One of my best heart-friends and I haven't talked in almost half a year, and we got back in touch this morning (he's on a different continent right now), and he's found the love of his life and is engaged! I could not be more thrilled for him, as I knew he wasn't sure he'd ever find her, but he's just got so much love inside him and will make a wonderful husband.
I reacted to the news by bursting into happy tears, thinking "Thank God it actually works for some people," and realizing that my passport has been expired for a long time. So I finally went and got a passport photo taken (hilariously awful!) and then was thwarted by the whole renew-by-mail system because my last passport expired so long ago. I applied for that one the day the Rodney King verdict was announced, so yeah, a long time ago. Now I'm going to have to go stand in line for this thing. Which is why I've delayed so long anyway.
Dwelling on these petty annoyances is good.

If you feel like venting, fling me an email; I'm a very good listener (and promise I won't give platitudes.)
Posted by: Kathy B. | May 18, 2009 at 02:46 PM
ON line. Stand ON line in NYC.
You and Jen need a tutorial.
Posted by: Kate | May 19, 2009 at 01:10 AM
Mind the gap.
Cracking open and getting the anger out is good. Messy and painful but much much better than keeping it in and buried. Perhaps you needed to get to this point to really be ready for the love that awaits you?
Posted by: andrea | May 19, 2009 at 09:25 AM
Andrea, I really think I did. I mean, I *thought* I'd been through some experiences, but had never really, truly deeply just felt that "honestly, how the hell am I going to be able to deal with 50 more years of this?" feeling before. I've lost a lot in my lifetime, but had always retained a sense that the world was sort of vaguely benevolent. That's gone completely, so there's nowhere to go but up.
And, yes, I realize everyone else went through this at age 21. I blame my parents for making me think everything was going to be OK if I just kept Doing a Good Job.
Posted by: Moxie | May 19, 2009 at 12:37 PM
Oh honey.
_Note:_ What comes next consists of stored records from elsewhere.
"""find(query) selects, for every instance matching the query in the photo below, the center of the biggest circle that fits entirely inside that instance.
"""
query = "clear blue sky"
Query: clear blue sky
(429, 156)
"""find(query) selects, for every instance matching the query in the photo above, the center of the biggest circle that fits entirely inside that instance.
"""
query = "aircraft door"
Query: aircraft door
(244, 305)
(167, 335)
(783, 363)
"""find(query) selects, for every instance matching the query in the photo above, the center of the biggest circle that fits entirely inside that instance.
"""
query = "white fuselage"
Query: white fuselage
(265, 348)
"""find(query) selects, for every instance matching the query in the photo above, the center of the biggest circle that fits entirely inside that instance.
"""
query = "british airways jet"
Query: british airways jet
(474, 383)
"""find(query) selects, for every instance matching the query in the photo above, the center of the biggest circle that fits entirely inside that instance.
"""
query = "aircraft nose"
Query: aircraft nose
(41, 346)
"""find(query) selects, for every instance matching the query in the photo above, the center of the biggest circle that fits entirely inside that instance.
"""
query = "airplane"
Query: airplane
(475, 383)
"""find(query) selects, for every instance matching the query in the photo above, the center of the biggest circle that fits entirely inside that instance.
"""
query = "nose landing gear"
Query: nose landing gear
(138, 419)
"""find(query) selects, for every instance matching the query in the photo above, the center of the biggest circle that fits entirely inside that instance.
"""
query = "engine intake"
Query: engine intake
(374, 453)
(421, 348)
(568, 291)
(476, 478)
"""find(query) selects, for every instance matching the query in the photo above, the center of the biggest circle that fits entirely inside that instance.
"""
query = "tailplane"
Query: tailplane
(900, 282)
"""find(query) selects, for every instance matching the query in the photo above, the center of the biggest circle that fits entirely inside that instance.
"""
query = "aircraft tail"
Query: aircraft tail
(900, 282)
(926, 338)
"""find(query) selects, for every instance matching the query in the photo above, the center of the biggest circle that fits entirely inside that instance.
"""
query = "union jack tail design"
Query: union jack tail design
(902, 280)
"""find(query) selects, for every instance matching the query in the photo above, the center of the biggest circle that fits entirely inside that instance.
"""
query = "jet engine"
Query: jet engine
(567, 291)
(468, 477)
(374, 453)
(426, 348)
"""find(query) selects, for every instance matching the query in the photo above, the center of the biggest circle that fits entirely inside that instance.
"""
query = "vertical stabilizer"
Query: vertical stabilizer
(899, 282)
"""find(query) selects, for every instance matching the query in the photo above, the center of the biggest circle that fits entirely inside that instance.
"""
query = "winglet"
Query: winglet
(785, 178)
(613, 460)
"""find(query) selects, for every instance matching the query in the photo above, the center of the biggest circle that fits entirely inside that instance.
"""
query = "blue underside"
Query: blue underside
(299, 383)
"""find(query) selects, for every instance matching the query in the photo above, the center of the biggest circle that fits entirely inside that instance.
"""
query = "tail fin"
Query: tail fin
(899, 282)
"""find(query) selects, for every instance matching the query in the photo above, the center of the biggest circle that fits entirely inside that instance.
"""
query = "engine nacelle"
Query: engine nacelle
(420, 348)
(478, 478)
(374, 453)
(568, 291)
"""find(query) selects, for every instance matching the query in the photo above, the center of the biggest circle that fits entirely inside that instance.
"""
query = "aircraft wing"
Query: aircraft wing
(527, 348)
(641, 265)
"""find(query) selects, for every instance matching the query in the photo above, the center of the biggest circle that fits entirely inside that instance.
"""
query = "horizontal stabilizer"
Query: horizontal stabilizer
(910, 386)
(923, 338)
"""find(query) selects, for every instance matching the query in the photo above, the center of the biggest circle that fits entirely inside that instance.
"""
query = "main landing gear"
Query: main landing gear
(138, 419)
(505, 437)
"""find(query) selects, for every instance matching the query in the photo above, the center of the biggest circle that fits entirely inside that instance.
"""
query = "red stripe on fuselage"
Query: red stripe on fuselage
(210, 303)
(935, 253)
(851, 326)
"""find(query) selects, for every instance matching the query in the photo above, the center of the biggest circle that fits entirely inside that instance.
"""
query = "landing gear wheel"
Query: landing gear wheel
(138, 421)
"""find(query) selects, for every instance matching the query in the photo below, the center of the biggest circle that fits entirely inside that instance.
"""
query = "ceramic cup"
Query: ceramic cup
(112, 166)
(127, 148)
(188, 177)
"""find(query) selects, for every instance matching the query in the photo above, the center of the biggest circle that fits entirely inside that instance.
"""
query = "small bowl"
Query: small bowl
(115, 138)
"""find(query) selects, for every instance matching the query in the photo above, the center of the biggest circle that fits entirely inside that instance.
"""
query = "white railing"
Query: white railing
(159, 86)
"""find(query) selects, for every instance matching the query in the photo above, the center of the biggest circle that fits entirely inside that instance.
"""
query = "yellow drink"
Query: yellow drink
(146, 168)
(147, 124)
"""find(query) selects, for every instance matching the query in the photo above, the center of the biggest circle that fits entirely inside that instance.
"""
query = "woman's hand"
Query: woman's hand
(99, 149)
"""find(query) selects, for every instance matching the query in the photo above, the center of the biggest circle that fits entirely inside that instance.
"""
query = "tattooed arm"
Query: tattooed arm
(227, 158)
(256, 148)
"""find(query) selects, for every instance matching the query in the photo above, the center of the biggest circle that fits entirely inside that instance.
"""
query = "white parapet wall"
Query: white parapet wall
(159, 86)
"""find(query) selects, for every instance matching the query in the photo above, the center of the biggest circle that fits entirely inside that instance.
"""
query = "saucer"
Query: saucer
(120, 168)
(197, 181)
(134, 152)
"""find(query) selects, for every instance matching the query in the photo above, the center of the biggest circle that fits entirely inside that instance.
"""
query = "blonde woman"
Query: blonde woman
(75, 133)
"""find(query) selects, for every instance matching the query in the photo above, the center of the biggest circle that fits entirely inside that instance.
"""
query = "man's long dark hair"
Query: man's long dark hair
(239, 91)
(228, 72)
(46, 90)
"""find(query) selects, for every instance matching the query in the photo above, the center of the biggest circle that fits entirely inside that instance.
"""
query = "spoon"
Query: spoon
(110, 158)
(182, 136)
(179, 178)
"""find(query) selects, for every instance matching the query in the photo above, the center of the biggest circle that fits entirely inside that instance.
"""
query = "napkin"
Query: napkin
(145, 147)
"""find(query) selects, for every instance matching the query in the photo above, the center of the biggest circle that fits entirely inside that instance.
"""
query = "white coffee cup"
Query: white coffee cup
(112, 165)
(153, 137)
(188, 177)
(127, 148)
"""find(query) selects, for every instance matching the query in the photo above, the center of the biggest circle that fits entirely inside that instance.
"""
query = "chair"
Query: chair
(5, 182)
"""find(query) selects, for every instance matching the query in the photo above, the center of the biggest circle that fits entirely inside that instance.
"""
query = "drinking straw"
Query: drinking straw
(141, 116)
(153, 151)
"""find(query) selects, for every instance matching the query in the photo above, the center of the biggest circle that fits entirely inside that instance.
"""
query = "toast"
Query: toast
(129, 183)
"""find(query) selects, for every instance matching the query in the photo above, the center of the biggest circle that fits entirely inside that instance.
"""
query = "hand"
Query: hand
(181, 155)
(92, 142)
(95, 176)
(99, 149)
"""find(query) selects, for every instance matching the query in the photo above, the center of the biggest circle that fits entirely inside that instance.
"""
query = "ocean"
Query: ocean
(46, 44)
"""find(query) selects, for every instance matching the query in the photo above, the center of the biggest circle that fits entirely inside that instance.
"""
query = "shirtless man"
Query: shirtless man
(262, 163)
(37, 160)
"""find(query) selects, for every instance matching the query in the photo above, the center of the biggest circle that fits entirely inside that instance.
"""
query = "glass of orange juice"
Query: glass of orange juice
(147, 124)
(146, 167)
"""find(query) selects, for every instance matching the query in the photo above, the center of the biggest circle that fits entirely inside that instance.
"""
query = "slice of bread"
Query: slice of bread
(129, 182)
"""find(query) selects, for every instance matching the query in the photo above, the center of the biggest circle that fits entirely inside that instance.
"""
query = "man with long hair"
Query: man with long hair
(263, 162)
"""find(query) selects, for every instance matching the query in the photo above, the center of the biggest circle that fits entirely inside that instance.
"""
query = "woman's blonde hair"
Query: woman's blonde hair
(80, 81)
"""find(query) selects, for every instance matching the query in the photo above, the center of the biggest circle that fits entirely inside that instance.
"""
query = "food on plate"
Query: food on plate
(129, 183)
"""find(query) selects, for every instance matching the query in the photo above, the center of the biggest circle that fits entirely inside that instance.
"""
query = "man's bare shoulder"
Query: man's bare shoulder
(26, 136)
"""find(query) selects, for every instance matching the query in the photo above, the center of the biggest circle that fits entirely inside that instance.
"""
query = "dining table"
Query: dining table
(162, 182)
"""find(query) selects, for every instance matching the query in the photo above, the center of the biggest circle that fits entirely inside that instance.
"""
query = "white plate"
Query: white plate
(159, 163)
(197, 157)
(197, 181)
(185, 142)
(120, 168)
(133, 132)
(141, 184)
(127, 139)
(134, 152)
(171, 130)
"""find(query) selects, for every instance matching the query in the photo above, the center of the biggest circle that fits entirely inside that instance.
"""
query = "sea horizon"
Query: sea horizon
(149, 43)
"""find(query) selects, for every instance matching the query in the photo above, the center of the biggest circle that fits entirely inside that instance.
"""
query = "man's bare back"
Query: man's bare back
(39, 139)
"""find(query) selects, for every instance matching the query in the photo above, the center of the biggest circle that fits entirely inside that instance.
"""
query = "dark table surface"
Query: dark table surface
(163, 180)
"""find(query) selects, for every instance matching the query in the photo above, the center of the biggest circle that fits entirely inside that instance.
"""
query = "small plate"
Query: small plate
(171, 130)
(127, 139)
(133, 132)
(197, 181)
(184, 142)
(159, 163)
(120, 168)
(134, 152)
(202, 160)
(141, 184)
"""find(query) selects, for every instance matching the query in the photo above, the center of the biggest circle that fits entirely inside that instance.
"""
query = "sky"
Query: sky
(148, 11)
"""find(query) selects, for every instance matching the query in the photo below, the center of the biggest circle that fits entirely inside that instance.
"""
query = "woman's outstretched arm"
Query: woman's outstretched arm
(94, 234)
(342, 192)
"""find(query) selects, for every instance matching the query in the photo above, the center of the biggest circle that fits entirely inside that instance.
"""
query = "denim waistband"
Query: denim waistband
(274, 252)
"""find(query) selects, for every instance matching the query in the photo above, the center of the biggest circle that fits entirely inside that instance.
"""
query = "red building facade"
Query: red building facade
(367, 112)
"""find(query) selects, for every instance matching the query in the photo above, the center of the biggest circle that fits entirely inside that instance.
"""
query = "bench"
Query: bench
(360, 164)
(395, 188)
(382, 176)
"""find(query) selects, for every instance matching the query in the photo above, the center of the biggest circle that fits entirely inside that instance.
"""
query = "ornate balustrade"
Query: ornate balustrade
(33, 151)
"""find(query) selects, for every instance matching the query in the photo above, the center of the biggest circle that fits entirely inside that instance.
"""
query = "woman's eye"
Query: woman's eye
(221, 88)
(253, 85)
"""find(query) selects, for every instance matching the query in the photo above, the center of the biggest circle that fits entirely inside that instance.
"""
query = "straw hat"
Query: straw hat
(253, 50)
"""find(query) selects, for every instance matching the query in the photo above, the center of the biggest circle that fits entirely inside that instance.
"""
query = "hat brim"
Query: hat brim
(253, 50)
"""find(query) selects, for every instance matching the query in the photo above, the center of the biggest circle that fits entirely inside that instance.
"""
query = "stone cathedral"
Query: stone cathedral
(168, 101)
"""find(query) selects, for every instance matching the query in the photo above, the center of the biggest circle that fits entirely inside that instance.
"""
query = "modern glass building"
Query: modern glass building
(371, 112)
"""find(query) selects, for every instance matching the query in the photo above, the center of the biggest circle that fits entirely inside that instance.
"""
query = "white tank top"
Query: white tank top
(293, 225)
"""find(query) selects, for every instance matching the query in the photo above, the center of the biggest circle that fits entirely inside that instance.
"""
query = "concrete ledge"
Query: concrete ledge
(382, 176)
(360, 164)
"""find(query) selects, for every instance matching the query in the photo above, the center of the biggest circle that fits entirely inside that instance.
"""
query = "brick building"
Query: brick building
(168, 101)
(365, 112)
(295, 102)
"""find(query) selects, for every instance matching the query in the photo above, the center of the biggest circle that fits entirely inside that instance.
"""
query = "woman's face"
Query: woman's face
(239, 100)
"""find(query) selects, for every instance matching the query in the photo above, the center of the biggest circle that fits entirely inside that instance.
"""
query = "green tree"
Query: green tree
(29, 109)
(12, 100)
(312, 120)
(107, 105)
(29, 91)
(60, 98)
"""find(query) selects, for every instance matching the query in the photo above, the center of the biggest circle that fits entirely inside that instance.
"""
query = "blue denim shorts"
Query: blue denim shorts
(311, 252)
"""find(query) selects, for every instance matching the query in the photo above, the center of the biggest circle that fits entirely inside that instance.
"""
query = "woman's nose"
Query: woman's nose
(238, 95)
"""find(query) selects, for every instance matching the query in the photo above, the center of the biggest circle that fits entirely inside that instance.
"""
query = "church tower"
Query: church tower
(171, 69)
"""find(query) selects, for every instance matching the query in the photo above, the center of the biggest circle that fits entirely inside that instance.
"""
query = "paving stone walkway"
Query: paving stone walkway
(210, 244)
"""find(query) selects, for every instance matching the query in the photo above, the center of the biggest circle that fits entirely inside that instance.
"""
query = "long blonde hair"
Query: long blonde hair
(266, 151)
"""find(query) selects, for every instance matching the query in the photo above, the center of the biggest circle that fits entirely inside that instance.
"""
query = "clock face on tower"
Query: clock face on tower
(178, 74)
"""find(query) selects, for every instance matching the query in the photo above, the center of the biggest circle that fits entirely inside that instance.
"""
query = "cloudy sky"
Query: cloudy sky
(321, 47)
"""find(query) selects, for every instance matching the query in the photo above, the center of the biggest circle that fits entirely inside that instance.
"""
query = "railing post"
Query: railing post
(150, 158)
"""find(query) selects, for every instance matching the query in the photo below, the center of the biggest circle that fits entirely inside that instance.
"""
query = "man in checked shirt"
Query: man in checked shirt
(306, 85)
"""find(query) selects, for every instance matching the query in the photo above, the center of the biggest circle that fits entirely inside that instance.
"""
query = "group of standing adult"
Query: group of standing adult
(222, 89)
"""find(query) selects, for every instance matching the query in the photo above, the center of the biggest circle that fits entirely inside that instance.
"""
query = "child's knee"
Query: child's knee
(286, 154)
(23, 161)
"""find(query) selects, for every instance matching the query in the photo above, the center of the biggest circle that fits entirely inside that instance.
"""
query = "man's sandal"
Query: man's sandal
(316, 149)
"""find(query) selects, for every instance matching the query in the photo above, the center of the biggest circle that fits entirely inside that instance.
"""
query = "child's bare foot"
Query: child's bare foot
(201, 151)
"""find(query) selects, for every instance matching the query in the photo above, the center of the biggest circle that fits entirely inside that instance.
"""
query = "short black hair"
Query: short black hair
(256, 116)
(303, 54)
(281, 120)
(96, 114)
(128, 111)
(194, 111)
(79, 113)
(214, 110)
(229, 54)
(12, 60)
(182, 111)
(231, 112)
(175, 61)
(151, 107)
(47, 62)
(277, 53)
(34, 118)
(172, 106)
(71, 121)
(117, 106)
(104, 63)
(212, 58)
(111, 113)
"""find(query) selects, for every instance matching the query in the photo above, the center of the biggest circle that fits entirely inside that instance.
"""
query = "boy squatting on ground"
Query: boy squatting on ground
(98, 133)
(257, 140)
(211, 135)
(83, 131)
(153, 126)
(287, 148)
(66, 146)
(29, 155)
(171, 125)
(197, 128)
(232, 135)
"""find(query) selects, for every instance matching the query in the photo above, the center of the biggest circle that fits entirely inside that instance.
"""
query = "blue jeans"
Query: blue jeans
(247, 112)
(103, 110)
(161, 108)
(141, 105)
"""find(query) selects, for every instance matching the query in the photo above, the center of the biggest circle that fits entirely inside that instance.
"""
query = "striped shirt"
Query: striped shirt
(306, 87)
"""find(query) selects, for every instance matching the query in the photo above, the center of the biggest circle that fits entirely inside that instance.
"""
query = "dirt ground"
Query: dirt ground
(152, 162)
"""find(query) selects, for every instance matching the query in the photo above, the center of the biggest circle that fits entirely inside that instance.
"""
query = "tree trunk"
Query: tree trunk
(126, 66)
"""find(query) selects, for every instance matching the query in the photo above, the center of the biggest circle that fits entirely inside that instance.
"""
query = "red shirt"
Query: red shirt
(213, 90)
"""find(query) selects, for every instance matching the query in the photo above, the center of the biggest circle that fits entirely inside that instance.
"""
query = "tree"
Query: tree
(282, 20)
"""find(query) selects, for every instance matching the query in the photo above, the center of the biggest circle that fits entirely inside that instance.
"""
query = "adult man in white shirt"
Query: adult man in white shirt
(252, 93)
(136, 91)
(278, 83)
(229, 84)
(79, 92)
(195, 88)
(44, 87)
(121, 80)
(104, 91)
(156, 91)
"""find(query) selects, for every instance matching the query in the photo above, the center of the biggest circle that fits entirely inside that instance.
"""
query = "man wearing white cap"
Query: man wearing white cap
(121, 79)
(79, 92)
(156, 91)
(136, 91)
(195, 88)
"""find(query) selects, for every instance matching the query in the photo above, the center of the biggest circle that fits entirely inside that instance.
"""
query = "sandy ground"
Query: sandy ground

The Doing A Good Job thing. I know it well--it ain't enough to live on.
Do let the anger play, do take time to be with it and the fear. Kurmasana (tortoise) is a great pose for this if you do yoga (I forget if you do) but try to do it with someone there. Breathe with all this stuff. It's not that it will go away, but as you face it it will own you less. And remember, the bad stuff hasn't stopped you from being amazing and doing beautiful things--you still get to own all of those things as you heal.
Be well, Moxie. Thinking about you.
Posted by: Charisse | May 19, 2009 at 03:05 PM
For future passport photos you could take them yourself with a digital camera. I just did this with my infant twins (I was imagining an impossible scene when allowing local drugstore employee to try to photograph my squirmy little ones) and it was painless. It did take quite a few outtakes to get them looking directly at me, but once I got a good face shot I uploaded to portraitbooth dot com and they have a great template that makes a printable 4X6 picture pdf that I downloaded and got printed at walmart. Easy peasy and, as a bonus, I got a decent shot of myself for about 19 cents without having to go out in public.